Marshall slipped his hands from under my shirt like he’d found tarantulas nesting in my navel.

“Hey, I’m sorry,” he said, obviously unsure of what he was apologizing for. “I didn’t mean anything.”

There was an uncomfortable beat of silence.

“I’m sorry,” I said. “It’s just that – oh, God Bless, this is soooo stupid.”

“You just look like an athlete, that’s all.”

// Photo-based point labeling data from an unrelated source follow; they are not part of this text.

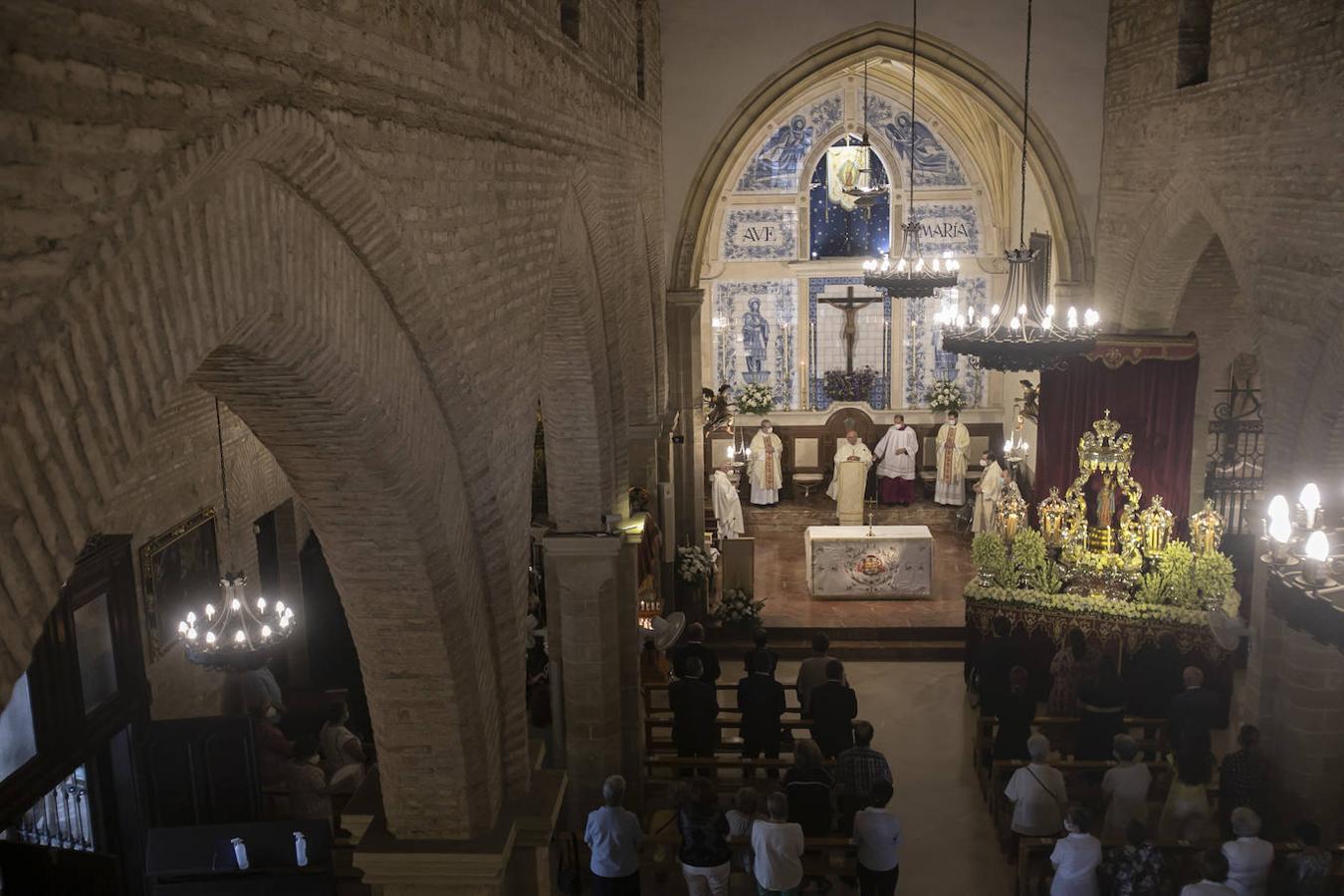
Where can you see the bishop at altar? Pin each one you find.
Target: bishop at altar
(951, 446)
(765, 468)
(849, 479)
(728, 507)
(897, 464)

“Yeah, yeah, it’s just that.… See, I’ve started working out this year because, well, because of Coach Newcomb sort of, but really because of – well, not to actually be athletic, of course, because I’m just not. What I really want to be is – well …” I very nearly didn’t say it. Couldn’t say it. I had never admitted it aloud before, and now that I was about to, it sat on the end of my tongue, tasting vain and more than a little silly. I spit it out. “Beautiful. I want to be beautiful, okay?”

“What?”

“You know: beautiful. Like a hunk. Like a jock. I mean, all my life I’ve watched these guys. Stared at them.”

“Who?”

“Jocks.” Was the man not listening? “You know: football players and baseball players and whateverball players.” I leaned forward, propped up against my knees, talking as much to myself as to Marshall. “God, the energy I have expended envying those guys, wishing I was like them. With their broad shoulders and their muscles and everything. So sure of themselves. Hating them. But wanting them, too. Desiring them, y’know? I mean, I whack myself raw just thinking about those guys. And I know I’m not like them, I’ll never in my life be like them, but I can try to at least look like them. Beautiful.”

I leaned back into Marshall’s arms, feeling rather as if I had exposed myself in public.